AbstractIn 2016, the World Health Organization estimated that more than 1.9 billion
adults were overweight or obese. This impressive number shows that weight excess
is pandemic. Overweight and obesity are closely associated with a high risk of
comorbidities, such as insulin resistance and its most important outcomes,
including metabolic syndrome, type 2 diabetes mellitus, and cardiovascular
disease. Adiponectin has emerged as a salutary adipocytokine, with
insulin-sensitizing, anti-inflammatory, and cardiovascular protective
properties.
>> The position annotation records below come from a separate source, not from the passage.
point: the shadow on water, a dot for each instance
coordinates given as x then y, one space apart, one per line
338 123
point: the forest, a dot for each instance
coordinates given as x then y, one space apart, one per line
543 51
However, under metabolically unfavorable conditions, visceral
adipose tissue-derived inflammatory cytokines might reduce the transcription of
the adiponectin gene and consequently its circulating levels. Low circulating
levels of adiponectin are negatively associated with various conditions, such as
insulin resistance, type 2 diabetes mellitus, metabolic syndrome, and
cardiovascular disease. In contrast, several recent clinical trials and
meta-analyses have reported high circulating adiponectin levels positively
associated with cardiovascular mortality and all-cause mortality. These results
are biologically intriguing and counterintuitive, and came to be termed
“the adiponectin paradox”. Adiponectin paradox is frequently
associated with adiponectin resistance, a concept related with the
downregulation of adiponectin receptors in insulin-resistant states. We review
this contradiction between the apparent role of adiponectin as a health promoter
and the recent evidence from Mendelian randomization studies indicating that
circulating adiponectin levels are an unexpected predictor of increased
morbidity and mortality rates in several clinical conditions. We also critically
review the therapeutic perspective of synthetic peptide adiponectin receptors
agonist that has been postulated as a promising alternative for the treatment of
metabolic syndrome and type 2 diabetes mellitus.